Kemal Sayar’ın “Her Şeyin Bir Anlamı Var” kitabı insanı ele alan dolayısıyla insanın başa çıkması gereken durum ve olayları ele alan kısa kısa denemelerden oluşmaktadır. Kemal Sayar kitapta yer yer danışma sırasında geçen konuya örnek oluşturabilecek olaylara da yer vermiştir.

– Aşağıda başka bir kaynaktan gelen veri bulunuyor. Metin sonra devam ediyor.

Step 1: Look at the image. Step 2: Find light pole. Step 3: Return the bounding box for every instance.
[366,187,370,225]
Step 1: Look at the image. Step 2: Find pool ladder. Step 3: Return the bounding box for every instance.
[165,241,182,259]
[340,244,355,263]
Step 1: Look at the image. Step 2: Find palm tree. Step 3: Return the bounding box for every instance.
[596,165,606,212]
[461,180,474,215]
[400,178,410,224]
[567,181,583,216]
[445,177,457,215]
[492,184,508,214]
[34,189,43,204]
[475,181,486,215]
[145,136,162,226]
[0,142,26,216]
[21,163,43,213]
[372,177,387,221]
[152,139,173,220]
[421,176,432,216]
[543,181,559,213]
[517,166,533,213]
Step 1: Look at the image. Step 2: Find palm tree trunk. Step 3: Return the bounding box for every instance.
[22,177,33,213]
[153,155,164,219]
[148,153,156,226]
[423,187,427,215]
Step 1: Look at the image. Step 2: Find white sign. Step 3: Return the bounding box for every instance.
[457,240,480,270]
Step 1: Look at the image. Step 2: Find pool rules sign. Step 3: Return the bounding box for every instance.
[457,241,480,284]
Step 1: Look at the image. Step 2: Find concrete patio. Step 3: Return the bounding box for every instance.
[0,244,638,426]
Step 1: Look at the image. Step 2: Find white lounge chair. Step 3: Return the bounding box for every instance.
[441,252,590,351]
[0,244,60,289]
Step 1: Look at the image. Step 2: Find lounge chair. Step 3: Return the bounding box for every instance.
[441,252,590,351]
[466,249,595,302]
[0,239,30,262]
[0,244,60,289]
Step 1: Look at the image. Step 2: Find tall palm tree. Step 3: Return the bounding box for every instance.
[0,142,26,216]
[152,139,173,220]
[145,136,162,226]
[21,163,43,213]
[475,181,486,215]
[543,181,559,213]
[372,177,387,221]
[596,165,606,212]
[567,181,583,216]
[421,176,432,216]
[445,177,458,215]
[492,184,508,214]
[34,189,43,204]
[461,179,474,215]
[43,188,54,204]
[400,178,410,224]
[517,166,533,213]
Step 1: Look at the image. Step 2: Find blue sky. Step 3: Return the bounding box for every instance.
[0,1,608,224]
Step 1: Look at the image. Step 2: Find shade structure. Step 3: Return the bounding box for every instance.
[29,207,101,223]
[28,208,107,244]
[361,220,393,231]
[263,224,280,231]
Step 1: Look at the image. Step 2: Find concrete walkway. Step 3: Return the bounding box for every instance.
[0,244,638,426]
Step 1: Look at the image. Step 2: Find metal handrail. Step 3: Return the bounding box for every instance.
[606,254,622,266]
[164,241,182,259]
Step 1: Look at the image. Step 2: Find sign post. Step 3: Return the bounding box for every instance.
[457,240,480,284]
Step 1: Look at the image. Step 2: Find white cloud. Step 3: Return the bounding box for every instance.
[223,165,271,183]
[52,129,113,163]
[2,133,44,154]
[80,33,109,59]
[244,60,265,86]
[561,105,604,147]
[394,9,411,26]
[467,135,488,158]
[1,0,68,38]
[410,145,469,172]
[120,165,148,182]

İlk olarak mutluluk kavramını ele alan Kemal Sayar insan mutsuzluğunun tırmandığı bir çağda ruhun bilgeliğine ulaşmak için bilgeliğin ruhuna nüfuz etmek gerektiğini söylüyor. Hayatın bir bakıma şifa bulma arzusu olduğunu ve yola çıkan çabalayan insanların yaralarına merhem bulma çabası içinde olduğunu söylemektedir.
Kitabında başlığını aldığı konuya gelince Kemal Sayar her şeyin bir anlamı olduğunu; çiçeğin, böceğin, dalları eğen rüzgarın, ağzımızdan çıktıktan sonra yüzyıllarca uzayda asılı duran sözcüklerin bir anlamı olduğunu hiçbir şeyin kaybolmadığını her hıçkırığın, hayal kırıklığının yaydığı her titreşim, içimizde bir coşkunun pır pır kanatlanışının kaybolmadığını söylüyor. Kainat gibi insanın da enerjisini sakındığını söylüyor. Dağınık duran her şeyin biz çağırmasını bildiğimiz takdirde bir yapbozun parçaları gibi birleşip bir şey söyleyebildiğini ve sonra yine dağıldığını söylüyor Kemal Sayar. Mutluluğu biraz da biz başka şeylerle meşgulken adeta yolda bulduğumuz bir duygu hali olarak tanımlıyor. Mutluluğun beklendiğinde ve arandığında daha da zor bulunduğunu hayatın akışında mutluluğu düşünmezken seni mutlu edecek küçük bir şeyin birden yolunu kesmesi işte bu mutluluktur. İnsanın beklenti içine girdikçe daha az mutlu olabileceğini, bazen ise bir amaç için yapılan işlerin, yürünen yolların sonucunun insanı her şeyden daha fazla mutlu edebileceğini söylüyor. Eğer hayatımızda hayal kırıklığı ve başarısızlık olabileceğini kabul ederek yola çıkarsak başarı bize daha derin bir tatmin ve sonuç olarak mutluluk sağlar.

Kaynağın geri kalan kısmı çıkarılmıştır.